Adjust configuration of replication applier

set configuration values of an applier

PUT /_api/replication/applier-config

Query Parameters

  • global (optional): If set to true, adjusts the configuration of the global replication applier for all databases. If set to false, adjusts the configuration of the replication applier in the selected database.

A JSON object with these properties is required:

  • endpoint: the logger server to connect to (e.g. “tcp://192.168.173.13:8529”). The endpoint must be specified.

  • database: the name of the database on the endpoint. If not specified, defaults to the current local database name.

  • username: an optional ArangoDB username to use when connecting to the endpoint.

  • password: the password to use when connecting to the endpoint.

  • maxConnectRetries: the maximum number of connection attempts the applier will make in a row. If the applier cannot establish a connection to the endpoint in this number of attempts, it will stop itself.

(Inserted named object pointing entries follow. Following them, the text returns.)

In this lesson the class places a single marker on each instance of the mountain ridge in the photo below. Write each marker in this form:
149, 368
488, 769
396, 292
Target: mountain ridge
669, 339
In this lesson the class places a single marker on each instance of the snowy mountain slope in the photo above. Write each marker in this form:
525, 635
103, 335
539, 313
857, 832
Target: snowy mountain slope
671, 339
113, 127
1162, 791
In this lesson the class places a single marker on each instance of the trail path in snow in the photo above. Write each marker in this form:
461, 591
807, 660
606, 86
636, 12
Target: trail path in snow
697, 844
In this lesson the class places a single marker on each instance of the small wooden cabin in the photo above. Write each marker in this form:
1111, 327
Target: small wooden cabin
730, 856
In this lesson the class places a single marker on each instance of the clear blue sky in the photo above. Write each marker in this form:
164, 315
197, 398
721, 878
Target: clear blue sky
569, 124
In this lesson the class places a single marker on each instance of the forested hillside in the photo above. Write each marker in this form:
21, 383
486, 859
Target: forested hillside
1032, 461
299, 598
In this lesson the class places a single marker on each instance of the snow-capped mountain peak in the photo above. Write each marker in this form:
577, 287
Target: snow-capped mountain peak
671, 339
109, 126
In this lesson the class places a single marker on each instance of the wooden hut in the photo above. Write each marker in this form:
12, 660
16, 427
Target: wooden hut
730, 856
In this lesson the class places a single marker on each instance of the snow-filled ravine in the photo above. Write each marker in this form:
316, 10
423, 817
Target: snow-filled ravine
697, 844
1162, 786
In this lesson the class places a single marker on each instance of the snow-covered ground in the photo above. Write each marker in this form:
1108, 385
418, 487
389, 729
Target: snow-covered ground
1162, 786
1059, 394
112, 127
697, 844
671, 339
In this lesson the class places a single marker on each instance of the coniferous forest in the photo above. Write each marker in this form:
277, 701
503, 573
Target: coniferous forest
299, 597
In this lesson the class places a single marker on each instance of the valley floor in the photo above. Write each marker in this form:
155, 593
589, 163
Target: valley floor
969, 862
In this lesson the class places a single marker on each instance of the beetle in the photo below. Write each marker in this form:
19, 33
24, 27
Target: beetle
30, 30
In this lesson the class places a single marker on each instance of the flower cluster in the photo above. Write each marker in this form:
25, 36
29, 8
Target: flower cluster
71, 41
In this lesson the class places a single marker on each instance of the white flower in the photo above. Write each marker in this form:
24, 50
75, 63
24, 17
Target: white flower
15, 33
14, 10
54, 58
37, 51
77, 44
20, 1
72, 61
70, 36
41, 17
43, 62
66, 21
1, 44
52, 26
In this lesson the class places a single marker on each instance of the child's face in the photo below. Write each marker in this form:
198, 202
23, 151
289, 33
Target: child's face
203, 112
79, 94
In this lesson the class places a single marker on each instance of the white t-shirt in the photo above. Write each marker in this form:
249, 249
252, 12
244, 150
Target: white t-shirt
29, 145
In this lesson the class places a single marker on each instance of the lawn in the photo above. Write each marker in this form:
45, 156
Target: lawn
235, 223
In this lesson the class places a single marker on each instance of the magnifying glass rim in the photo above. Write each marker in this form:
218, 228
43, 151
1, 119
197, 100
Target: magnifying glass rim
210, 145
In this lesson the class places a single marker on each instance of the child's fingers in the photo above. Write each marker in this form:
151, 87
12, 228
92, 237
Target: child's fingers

  • connectTimeout: the timeout (in seconds) when attempting to connect to the endpoint. This value is used for each connection attempt.

  • requestTimeout: the timeout (in seconds) for individual requests to the endpoint.

  • chunkSize: the requested maximum size for log transfer packets that is used when the endpoint is contacted.

  • autoStart: whether or not to auto-start the replication applier on (next and following) server starts

  • adaptivePolling: if set to true, the replication applier will fall to sleep for an increasingly long period in case the logger server at the endpoint does not have any more replication events to apply. Using adaptive polling is thus useful to reduce the amount of work for both the applier and the logger server for cases when there are only infrequent changes. The downside is that when using adaptive polling, it might take longer for the replication applier to detect that there are new replication events on the logger server.
    Setting adaptivePolling to false will make the replication applier contact the logger server in a constant interval, regardless of whether the logger server provides updates frequently or seldom.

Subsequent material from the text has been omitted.